One hour later, due to some miscommunication on my part and unclear directions on her part, I’m standing in a parking lot impatient, frustrated, and judgmental. As the one who I was just praying with earlier that morning drives up FIFTEEN MINUTES LATE (I put that in caps to give you an idea of my foolish heart), I throw up my hands in exasperation just to make sure I get my frustration across. I know, I know, weren’t we the ones who just led a marriage workshop on Valentine’s Day weekend? Didn’t we teach on the posture of humility and serving? I get in the car, immediately convicted, embarrassed, and ashamed. I can be such a dope sometimes, being selfish instead of selfless, thinking of the “me” instead of the “we”.
But what happened next was a beautiful thing. Barbie leaned in and shared how she felt judged, I owned and confessed my pride, and we were able to experience grace (because we desperately needed it), and oneness (because we desperately wanted it). Within 10 minutes, it wasn’t just swept under the rug, it was addressed, forgiven, and our relationship was set right. Something that could have dragged on into the day didn’t.

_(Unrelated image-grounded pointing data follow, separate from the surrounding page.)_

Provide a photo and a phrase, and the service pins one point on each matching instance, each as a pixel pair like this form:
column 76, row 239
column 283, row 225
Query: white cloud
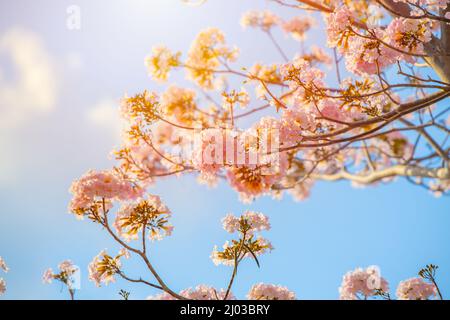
column 30, row 91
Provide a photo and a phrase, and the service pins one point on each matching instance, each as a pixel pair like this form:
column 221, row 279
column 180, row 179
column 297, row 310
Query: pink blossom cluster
column 256, row 220
column 5, row 268
column 201, row 292
column 429, row 5
column 378, row 48
column 260, row 19
column 65, row 270
column 217, row 259
column 3, row 265
column 97, row 185
column 2, row 286
column 360, row 282
column 415, row 289
column 128, row 221
column 263, row 291
column 298, row 26
column 103, row 267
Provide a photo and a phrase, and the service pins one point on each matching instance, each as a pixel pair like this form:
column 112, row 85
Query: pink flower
column 2, row 286
column 149, row 213
column 369, row 56
column 204, row 292
column 67, row 267
column 415, row 289
column 260, row 19
column 263, row 291
column 98, row 185
column 362, row 282
column 161, row 296
column 102, row 269
column 409, row 34
column 337, row 24
column 257, row 222
column 3, row 265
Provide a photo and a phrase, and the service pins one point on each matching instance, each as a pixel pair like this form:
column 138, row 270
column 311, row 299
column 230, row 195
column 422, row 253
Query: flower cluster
column 260, row 19
column 201, row 292
column 148, row 214
column 66, row 270
column 248, row 223
column 247, row 246
column 96, row 189
column 66, row 274
column 161, row 62
column 298, row 26
column 362, row 283
column 206, row 54
column 5, row 268
column 104, row 267
column 263, row 291
column 415, row 289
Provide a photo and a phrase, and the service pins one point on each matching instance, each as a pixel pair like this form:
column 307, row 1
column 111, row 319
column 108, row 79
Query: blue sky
column 61, row 122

I know we could say a lot of pragmatic things were present, like not calling names, not raising our voices, not using accusatory statements, not talking over the other, but rather listening with our mind and heart, giving room to the other to share in a safe environment, owning all we could, and forgiving all we could. All that was true. But the more profound reason, we are convinced, is because of what we were doing an hour before. We were praying. Not because we are perfect. Far from it. We were praying because we are not perfect. We are broken, we are fearful, we sin. And we need the One who sets all things right to do that in us, even at the unlikely times, the unexpected times. We can put on display the power of God, and it is near to us, especially at those times we need it most desperately.
It was another lesson that if we are going to live life on mission well, we need to start with prayer. One of the great theologians of our day, MC Hammer, said it simply and powerfully when he said “We need to pray, just to make it today”. (While I hope you sense the sarcasm, please don’t miss the truth) We can never successfully live on mission if we are trying to do it on our own. It doesn’t matter whether the day’s mission is my marriage, my family, my neighbors, my work, my church, or my world, I need help from the only One who knows how to redeem it. And even if we experience hardship or headwinds against us in the different areas of our lives, we will be on much more sure footing when we’ve led with prayer.
So whatever your “it” is that you are leaning into today, start with prayer. You need it just to make it today.